Pre-selected problem-domain?

Someone in the git mailing list complained, that the test was rigged to show that Mercurial is better.

The reality is, that the test is meant as a complement to the Bachlor Thesis knittl2010 linked in the intro. That thesis left out this usecase (wasn’t in the problem-space defined for the work), so I decided to test it myself. It struck me as the case where performance in the sub-second range actually counts.

Sidenote: Out-of-band gc only works if the load is very different from constant which at least for the german-only page whose statistics I linked in the intro is not true. For a multilingual page it will likely be even closer to constant load.

Another comment was very constructive and simply true: Yes, in branchy history, Mercurial would have been a bit worse (mostly the size would have been bigger). And yes, not requiring garbage collection is a big advantage - for which Mercurial pays the price of a bit bigger repository sizes.

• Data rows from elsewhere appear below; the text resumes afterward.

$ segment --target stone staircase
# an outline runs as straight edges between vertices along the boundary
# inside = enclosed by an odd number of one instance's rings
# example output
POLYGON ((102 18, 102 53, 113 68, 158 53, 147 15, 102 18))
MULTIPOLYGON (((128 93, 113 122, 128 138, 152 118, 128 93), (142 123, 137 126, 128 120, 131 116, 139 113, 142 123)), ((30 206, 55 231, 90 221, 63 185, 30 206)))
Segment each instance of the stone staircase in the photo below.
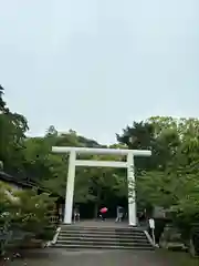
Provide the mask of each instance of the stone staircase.
POLYGON ((66 249, 154 249, 142 228, 74 225, 62 226, 54 247, 66 249))

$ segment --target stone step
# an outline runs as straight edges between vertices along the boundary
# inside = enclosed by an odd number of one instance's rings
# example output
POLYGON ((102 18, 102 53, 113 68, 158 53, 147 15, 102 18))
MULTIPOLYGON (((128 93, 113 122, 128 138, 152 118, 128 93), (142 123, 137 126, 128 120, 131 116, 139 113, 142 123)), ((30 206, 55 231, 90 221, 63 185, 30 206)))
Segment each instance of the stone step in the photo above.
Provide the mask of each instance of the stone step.
POLYGON ((102 249, 154 249, 138 227, 62 226, 54 247, 102 249))
POLYGON ((139 236, 143 235, 144 232, 143 231, 128 231, 128 232, 118 232, 118 231, 87 231, 87 229, 78 229, 78 231, 73 231, 73 229, 62 229, 61 234, 100 234, 100 235, 135 235, 135 236, 139 236))
POLYGON ((55 248, 64 248, 64 249, 74 249, 74 248, 80 248, 80 249, 139 249, 139 250, 154 250, 154 247, 150 245, 147 246, 123 246, 123 245, 93 245, 92 244, 56 244, 54 246, 55 248))
POLYGON ((146 236, 140 237, 119 237, 119 236, 101 236, 101 235, 60 235, 59 239, 111 239, 111 241, 147 241, 146 236))
POLYGON ((129 232, 129 231, 143 231, 140 227, 97 227, 97 226, 74 226, 74 225, 62 225, 61 228, 63 231, 67 231, 67 229, 73 229, 73 231, 103 231, 103 232, 115 232, 115 231, 122 231, 122 232, 129 232))
POLYGON ((111 241, 104 241, 104 242, 97 242, 97 241, 57 241, 56 245, 94 245, 94 246, 150 246, 149 243, 147 242, 143 242, 143 243, 136 243, 136 242, 126 242, 126 243, 122 243, 122 242, 111 242, 111 241))
POLYGON ((148 242, 146 239, 111 239, 111 238, 59 238, 57 239, 57 243, 66 243, 66 242, 71 242, 71 243, 74 243, 74 242, 93 242, 93 243, 106 243, 106 242, 112 242, 112 243, 123 243, 123 244, 130 244, 130 243, 137 243, 137 244, 148 244, 148 242))

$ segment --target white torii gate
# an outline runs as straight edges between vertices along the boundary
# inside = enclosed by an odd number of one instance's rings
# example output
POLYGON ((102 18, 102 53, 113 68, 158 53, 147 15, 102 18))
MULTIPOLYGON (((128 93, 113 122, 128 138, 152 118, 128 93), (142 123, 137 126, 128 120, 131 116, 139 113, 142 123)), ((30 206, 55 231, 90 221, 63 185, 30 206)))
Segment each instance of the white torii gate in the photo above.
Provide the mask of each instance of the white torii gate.
POLYGON ((74 195, 74 178, 76 166, 91 166, 91 167, 117 167, 127 168, 128 181, 128 223, 136 226, 136 195, 135 195, 135 175, 134 175, 134 156, 150 156, 150 151, 144 150, 121 150, 121 149, 93 149, 93 147, 69 147, 69 146, 53 146, 53 153, 69 153, 69 173, 66 182, 65 194, 65 211, 64 224, 72 223, 73 209, 73 195, 74 195), (114 154, 126 156, 125 162, 119 161, 93 161, 93 160, 77 160, 76 154, 114 154))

PS: Also I now learned, that git might soon get pack format packv4, so I guess that git changes the repository format from time to time just like everyone else. I had been told a different story before, but that’s that. Good to hear that it evolves. Even though free software projects compete against each other for users, there’s the much more important competition against unfree software. In that we stand side-by-side.